IV. Timing of enteral immunonutrition implementation
Early postoperative enteral nutrition support has become a consensus: “enteral nutrition should be preferred as long as the intestine is functional” has become a consensus in recent nutrition therapy. At present, there are still some controversies about when to start enteral nutrition. However, recent studies have found that postoperative gastrointestinal paralysis is limited to the stomach and colon, while the peristaltic, digestive and absorptive functions of the small intestine return to normal a few hours after surgery. Therefore, from the theoretical point of view, if the function of small intestine is normal before surgery, it can receive the input of nutrients 6-12 h after surgery, but in fact, the internal environment is not yet completely stable, so if enteral nutrition is given too early, the body may not have the ability to digest and absorb it completely; on the contrary, it may produce abdominal distension due to intolerance of enteral nutrition, and abdominal distension may aggravate postoperative discomfort and complications. Most scholars believe that the ideal enteral nutrition should be started within 24-48 h after surgery. Some studies have shown that early postoperative enteral immune nutrition can enhance the body’s immune response, improve the incidence of postoperative infectious complications and reduce the length of hospital stay. The fast-track surgery advocated by Nanjing General Hospital emphasizes early postoperative enteral immunonutrition.
V. Problems to be noted in immunonutrition treatment
Current research suggests that immunonutrition as a therapeutic measure should be used to maximize its benefits and minimize its risks. Three problems should be noted while performing immunonutrition therapy.
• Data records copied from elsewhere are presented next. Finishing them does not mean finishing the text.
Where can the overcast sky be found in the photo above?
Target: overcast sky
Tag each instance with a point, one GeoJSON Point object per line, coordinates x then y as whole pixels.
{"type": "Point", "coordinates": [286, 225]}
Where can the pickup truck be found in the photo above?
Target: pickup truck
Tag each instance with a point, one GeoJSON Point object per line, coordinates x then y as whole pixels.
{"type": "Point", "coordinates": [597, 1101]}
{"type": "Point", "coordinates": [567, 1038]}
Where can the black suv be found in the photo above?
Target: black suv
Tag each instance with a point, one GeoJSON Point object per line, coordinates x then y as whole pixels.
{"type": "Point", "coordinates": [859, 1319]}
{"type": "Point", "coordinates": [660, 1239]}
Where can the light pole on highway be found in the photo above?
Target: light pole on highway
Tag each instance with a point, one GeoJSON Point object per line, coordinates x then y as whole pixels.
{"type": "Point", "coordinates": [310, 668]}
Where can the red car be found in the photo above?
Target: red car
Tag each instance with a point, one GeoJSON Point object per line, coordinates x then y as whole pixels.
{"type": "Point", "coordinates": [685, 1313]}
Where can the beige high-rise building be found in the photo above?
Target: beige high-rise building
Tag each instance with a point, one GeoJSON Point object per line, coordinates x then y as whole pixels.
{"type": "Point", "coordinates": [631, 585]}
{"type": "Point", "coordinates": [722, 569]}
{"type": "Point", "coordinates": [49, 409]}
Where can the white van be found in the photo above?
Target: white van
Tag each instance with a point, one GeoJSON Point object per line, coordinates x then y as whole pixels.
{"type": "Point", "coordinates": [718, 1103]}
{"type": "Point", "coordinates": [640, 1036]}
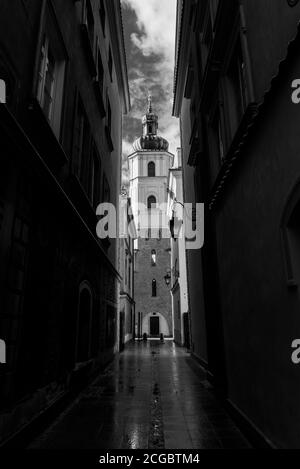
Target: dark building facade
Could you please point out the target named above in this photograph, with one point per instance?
(149, 166)
(236, 96)
(64, 69)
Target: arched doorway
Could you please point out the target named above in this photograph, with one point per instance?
(155, 324)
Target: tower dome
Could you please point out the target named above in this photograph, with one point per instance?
(150, 141)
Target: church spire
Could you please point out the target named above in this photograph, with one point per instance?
(150, 140)
(149, 103)
(150, 120)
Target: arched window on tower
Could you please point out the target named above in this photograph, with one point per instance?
(154, 288)
(151, 169)
(151, 203)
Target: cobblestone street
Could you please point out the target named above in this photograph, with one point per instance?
(153, 396)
1. The dose is too low, which leads to ineffective immunonutrition therapy and fails to achieve the pharmacological effect of immunomodulation, which is one of the main factors affecting the clinical effect of immunonutrition. The implementation of immunonutrition therapy needs to reach a minimum limit in order to play its immunomodulatory role, but there is no definite answer to the current study, and some studies suggest that burn patients may need to reach two to seven times the amount of healthy people.
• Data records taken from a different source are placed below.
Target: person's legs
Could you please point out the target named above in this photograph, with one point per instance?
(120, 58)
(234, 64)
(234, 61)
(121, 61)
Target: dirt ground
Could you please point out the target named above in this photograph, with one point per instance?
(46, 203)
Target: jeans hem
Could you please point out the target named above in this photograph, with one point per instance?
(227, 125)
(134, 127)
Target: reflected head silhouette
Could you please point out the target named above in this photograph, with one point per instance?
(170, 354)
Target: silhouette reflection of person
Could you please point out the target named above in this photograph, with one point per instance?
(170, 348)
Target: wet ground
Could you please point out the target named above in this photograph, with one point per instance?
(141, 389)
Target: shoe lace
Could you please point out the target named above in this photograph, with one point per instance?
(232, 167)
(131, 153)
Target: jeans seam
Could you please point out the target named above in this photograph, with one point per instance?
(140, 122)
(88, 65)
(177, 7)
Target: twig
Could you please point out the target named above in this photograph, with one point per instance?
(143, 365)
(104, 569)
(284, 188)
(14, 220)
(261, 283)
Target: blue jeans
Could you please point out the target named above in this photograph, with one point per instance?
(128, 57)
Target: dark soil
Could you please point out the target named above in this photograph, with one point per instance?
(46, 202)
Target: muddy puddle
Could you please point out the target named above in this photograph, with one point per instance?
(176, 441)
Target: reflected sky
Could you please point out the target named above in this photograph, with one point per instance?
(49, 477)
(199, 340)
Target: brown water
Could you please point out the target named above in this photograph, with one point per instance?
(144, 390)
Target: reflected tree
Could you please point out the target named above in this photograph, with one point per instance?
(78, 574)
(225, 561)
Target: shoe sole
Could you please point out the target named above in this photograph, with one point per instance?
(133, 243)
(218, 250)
2. The timing of application, as with enteral nutrition, should be started early, preferably within 72 hours after surgery, to avoid early excessive inflammatory response.
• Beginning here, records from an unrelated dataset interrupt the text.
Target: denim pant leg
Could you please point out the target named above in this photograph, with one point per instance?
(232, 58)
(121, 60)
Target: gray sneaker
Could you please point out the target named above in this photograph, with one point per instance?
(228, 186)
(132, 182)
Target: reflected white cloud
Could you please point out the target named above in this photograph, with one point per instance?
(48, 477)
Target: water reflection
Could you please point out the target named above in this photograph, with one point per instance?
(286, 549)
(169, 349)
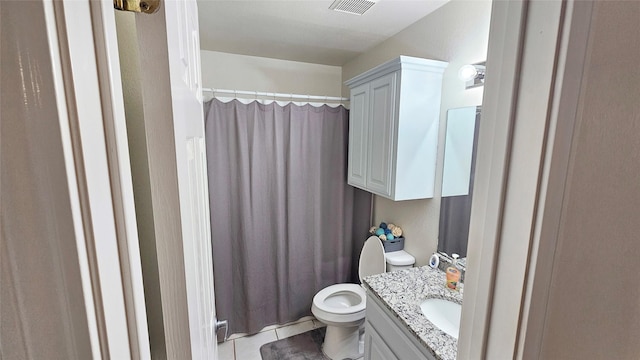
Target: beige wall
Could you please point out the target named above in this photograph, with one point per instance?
(251, 73)
(457, 33)
(594, 308)
(138, 155)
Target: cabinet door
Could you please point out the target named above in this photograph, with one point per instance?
(358, 135)
(374, 346)
(381, 134)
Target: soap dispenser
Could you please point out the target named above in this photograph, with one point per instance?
(453, 273)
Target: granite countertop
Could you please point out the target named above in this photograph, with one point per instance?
(402, 291)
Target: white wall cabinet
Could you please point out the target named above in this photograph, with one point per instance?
(393, 128)
(385, 338)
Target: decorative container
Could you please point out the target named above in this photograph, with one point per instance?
(393, 245)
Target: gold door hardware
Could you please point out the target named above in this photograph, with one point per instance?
(145, 6)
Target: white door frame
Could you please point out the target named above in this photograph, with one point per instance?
(529, 109)
(88, 94)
3, The severity of the disease is another major factor affecting the effectiveness of immunonutrition therapy. Immunonutrition therapy for critically ill patients with severe sepsis, shock, and multiple organ insufficiency may instead aggravate the disease and increase mortality. Therefore, immunonutrition should not be implemented in such patients. To sum up, two aspects should be considered when applying immunonutrition therapy in clinical practice: first, the tolerance of patients to immunonutrition; second, the severity of the disease. Immunonutrition should be administered in patients who need enteral nutrition and can tolerate a certain dose of enteral nutrition, and should be used with caution or not in patients with severe SIRS and MODS. For immunonutrition treatment in patients with severe trauma, it is best to control their acute physiological and chronic health status score (APACHE) II.